Anna Mary Robertson Moses (September 7, 1860 – December 13, 1961), known by her nickname Grandma Moses, was a renowned American folk artist.
She began painting in earnest at the age of 78 and is often cited as an example of an individual who successfully began a career in the arts at an advanced age.
Her works have been shown and sold in the United States and abroad and have been marketed on greeting cards and other merchandise. Moses’ paintings are displayed in the collections of many museums. The Sugaring Off was sold for US $1.2 million in 2006.
Moses appeared on magazine covers, television, and in a documentary of her life. She wrote an autobiography (My Life’s History), won numerous awards, and was awarded two honorary doctoral degrees.
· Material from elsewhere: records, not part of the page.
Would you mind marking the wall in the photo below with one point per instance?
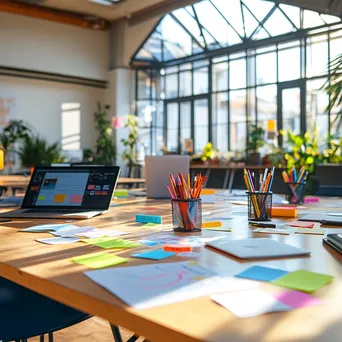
(53, 47)
(39, 104)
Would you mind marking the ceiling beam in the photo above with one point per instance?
(157, 10)
(50, 14)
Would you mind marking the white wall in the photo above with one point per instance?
(53, 47)
(39, 104)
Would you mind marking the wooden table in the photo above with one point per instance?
(49, 271)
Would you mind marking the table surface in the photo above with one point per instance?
(22, 181)
(49, 271)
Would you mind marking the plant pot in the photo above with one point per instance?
(254, 158)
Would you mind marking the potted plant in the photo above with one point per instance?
(256, 140)
(37, 151)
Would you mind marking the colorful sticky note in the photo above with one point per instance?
(177, 248)
(214, 224)
(302, 224)
(108, 242)
(303, 280)
(261, 273)
(314, 231)
(157, 254)
(150, 224)
(120, 193)
(148, 218)
(297, 299)
(99, 260)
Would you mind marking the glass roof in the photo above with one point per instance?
(216, 24)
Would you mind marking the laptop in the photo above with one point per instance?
(158, 170)
(67, 192)
(256, 248)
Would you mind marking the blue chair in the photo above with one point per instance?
(27, 314)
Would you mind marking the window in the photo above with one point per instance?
(71, 126)
(217, 66)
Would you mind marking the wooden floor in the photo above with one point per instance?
(93, 330)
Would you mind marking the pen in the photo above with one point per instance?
(264, 225)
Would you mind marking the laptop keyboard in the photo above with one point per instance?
(57, 211)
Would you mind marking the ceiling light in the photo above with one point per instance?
(106, 2)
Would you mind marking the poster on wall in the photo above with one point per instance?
(7, 109)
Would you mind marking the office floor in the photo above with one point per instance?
(93, 330)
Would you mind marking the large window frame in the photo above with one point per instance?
(249, 51)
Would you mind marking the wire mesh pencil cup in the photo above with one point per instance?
(259, 206)
(296, 192)
(187, 215)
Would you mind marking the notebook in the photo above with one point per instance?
(71, 192)
(256, 248)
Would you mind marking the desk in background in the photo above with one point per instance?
(49, 271)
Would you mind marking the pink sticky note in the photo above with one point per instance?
(302, 224)
(76, 199)
(308, 200)
(297, 299)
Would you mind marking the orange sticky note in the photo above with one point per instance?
(214, 224)
(59, 198)
(177, 248)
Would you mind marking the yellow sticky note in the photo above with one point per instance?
(109, 242)
(99, 260)
(213, 224)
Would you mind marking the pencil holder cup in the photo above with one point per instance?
(296, 192)
(259, 206)
(187, 215)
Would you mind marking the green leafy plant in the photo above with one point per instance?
(256, 138)
(105, 149)
(37, 151)
(303, 150)
(130, 153)
(333, 87)
(15, 131)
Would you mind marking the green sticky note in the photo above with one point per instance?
(99, 260)
(302, 280)
(109, 242)
(121, 193)
(150, 224)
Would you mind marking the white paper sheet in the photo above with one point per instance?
(100, 233)
(249, 303)
(58, 241)
(71, 232)
(148, 286)
(47, 228)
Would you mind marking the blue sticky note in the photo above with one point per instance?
(262, 273)
(148, 218)
(157, 254)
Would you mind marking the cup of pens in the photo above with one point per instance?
(187, 215)
(259, 195)
(259, 206)
(296, 185)
(186, 203)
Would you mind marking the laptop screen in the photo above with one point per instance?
(84, 187)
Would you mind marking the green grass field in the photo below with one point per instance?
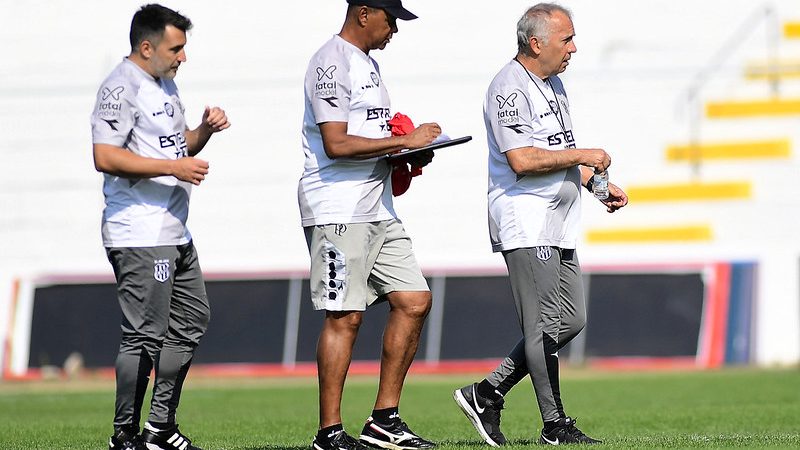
(719, 409)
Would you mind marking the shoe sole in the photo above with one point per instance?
(377, 443)
(462, 403)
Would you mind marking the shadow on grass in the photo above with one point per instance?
(280, 447)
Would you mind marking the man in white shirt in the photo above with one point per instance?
(360, 253)
(146, 152)
(536, 171)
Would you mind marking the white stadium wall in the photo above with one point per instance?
(628, 85)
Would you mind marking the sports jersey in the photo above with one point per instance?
(144, 115)
(343, 84)
(529, 210)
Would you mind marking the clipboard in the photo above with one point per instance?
(448, 143)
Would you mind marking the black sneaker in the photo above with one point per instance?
(566, 433)
(338, 441)
(170, 439)
(396, 436)
(123, 440)
(482, 412)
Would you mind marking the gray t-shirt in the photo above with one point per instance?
(143, 115)
(532, 210)
(343, 84)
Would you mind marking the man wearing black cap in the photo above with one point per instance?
(360, 253)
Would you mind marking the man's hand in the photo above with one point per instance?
(421, 159)
(190, 169)
(596, 158)
(214, 119)
(423, 135)
(616, 198)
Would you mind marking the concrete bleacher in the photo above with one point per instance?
(731, 196)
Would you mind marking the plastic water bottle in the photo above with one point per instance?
(600, 185)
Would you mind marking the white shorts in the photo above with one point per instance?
(355, 264)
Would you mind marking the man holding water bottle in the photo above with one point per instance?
(536, 171)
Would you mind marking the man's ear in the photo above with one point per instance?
(146, 49)
(535, 44)
(363, 12)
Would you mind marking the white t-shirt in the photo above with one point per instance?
(530, 210)
(136, 112)
(343, 84)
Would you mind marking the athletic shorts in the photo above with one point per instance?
(355, 264)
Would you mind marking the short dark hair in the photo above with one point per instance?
(150, 21)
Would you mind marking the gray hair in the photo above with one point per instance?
(536, 22)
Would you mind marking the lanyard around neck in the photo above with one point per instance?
(557, 111)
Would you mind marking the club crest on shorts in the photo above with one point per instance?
(161, 270)
(544, 253)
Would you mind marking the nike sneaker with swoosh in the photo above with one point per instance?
(396, 436)
(484, 413)
(565, 432)
(338, 441)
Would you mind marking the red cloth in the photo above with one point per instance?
(401, 174)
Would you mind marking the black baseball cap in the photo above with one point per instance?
(393, 7)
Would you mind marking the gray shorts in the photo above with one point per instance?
(355, 264)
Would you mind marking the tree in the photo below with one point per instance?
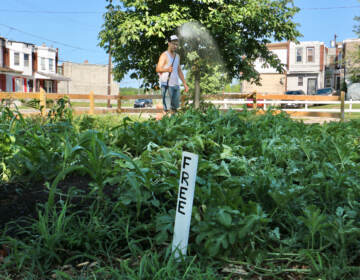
(136, 31)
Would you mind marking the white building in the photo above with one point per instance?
(307, 62)
(272, 82)
(24, 65)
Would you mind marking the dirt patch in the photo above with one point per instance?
(19, 203)
(317, 120)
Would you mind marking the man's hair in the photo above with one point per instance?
(172, 38)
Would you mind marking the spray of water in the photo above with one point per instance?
(201, 54)
(196, 38)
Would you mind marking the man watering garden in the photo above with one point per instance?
(169, 70)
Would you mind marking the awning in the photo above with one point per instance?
(7, 70)
(50, 76)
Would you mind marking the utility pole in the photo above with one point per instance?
(335, 62)
(109, 77)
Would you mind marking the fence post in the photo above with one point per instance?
(119, 103)
(342, 96)
(42, 99)
(254, 100)
(92, 103)
(182, 98)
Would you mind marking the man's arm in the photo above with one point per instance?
(181, 76)
(160, 67)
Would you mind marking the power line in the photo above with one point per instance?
(51, 12)
(49, 40)
(332, 8)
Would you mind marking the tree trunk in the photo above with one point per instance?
(197, 90)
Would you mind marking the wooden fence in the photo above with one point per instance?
(226, 100)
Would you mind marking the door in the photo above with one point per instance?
(311, 86)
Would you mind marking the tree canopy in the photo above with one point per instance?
(136, 32)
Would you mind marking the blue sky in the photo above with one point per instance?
(75, 32)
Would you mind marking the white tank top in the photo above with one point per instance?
(174, 77)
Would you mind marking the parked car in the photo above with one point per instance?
(326, 91)
(141, 103)
(251, 105)
(293, 105)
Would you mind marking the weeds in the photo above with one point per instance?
(273, 196)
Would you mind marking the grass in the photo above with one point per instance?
(275, 197)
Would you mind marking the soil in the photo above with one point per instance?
(19, 203)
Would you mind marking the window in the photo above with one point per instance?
(310, 51)
(19, 85)
(51, 65)
(300, 81)
(16, 59)
(26, 60)
(48, 86)
(299, 55)
(43, 63)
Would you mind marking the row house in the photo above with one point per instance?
(304, 68)
(272, 82)
(307, 66)
(25, 67)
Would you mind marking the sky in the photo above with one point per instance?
(73, 26)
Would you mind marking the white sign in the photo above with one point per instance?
(189, 165)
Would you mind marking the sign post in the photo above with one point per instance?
(189, 165)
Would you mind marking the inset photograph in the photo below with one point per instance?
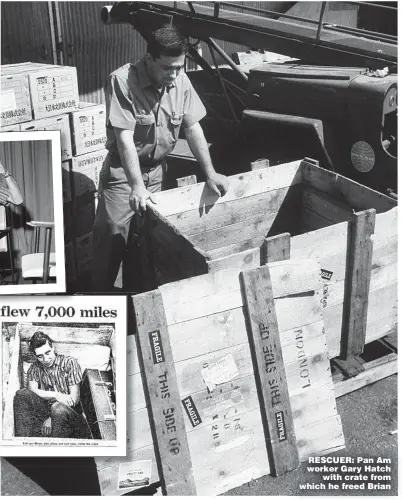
(31, 213)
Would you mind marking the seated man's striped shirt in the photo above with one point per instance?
(64, 372)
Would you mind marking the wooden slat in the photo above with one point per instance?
(326, 436)
(186, 181)
(276, 248)
(242, 185)
(271, 371)
(259, 224)
(328, 245)
(358, 277)
(313, 405)
(168, 424)
(222, 214)
(226, 250)
(345, 190)
(325, 206)
(248, 259)
(257, 164)
(223, 282)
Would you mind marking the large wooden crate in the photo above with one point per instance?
(207, 382)
(293, 210)
(94, 347)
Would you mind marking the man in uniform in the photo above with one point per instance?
(50, 405)
(147, 103)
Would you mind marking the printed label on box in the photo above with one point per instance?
(8, 101)
(219, 372)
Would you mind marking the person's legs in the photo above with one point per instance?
(111, 229)
(30, 412)
(67, 423)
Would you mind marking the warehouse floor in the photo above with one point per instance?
(368, 416)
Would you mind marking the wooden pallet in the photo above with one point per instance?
(208, 387)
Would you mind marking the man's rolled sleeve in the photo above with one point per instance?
(74, 375)
(194, 109)
(119, 105)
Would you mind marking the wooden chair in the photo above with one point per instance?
(5, 238)
(40, 265)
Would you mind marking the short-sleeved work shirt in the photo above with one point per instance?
(154, 115)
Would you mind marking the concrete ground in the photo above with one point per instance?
(368, 416)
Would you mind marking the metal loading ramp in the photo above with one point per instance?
(303, 38)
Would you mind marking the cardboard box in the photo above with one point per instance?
(84, 253)
(68, 221)
(88, 129)
(15, 103)
(53, 89)
(85, 171)
(61, 123)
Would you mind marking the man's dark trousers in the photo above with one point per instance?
(30, 412)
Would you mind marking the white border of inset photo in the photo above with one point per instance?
(58, 232)
(31, 314)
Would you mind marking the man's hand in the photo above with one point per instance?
(66, 399)
(218, 183)
(47, 427)
(3, 170)
(138, 199)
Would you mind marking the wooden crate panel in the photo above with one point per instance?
(222, 214)
(217, 379)
(247, 184)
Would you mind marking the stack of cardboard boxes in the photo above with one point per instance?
(45, 97)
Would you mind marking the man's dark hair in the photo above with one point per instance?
(167, 41)
(39, 339)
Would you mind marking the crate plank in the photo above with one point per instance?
(262, 320)
(326, 436)
(176, 465)
(247, 259)
(228, 416)
(328, 245)
(325, 206)
(207, 334)
(314, 405)
(357, 284)
(222, 214)
(242, 185)
(345, 190)
(260, 223)
(276, 248)
(235, 248)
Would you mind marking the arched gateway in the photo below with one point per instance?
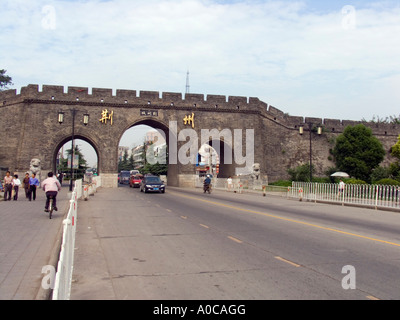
(245, 131)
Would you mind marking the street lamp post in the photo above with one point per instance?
(310, 128)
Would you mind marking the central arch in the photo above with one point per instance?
(173, 169)
(76, 137)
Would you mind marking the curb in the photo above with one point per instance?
(45, 294)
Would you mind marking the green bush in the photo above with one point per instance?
(282, 183)
(388, 182)
(354, 181)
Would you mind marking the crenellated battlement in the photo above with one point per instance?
(176, 100)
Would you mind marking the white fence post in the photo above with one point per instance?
(62, 288)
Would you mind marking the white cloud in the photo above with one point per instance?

The New York Times said of her: “The simple realism, nostalgic atmosphere and luminous color with which Grandma Moses portrayed simple farm life and rural countryside won her a wide following. She was able to capture the excitement of winter’s first snow, Thanksgiving preparations and the new, young green of oncoming spring… In person, Grandma Moses charmed wherever she went. A tiny, lively woman with mischievous gray eyes and a quick wit, she could be sharp-tongued with a sycophant and stern with an errant grandchild.”
Starting at 12 years of age and for a total of 15 years, she was a live-in housekeeper. One of her employers noticed her appreciation for their prints made by Currier and Ives, and they supplied her with art materials to create drawings. Moses and her husband began their married life in Virginia, where they worked on farms. In 1905 they returned to the Northeastern United States and settled in Eagle Bridge, New York. The couple had ten children, five of whom survived infancy. She expressed an interest in art throughout her life, including embroidery of pictures with yarn, until arthritis made this pursuit too painful.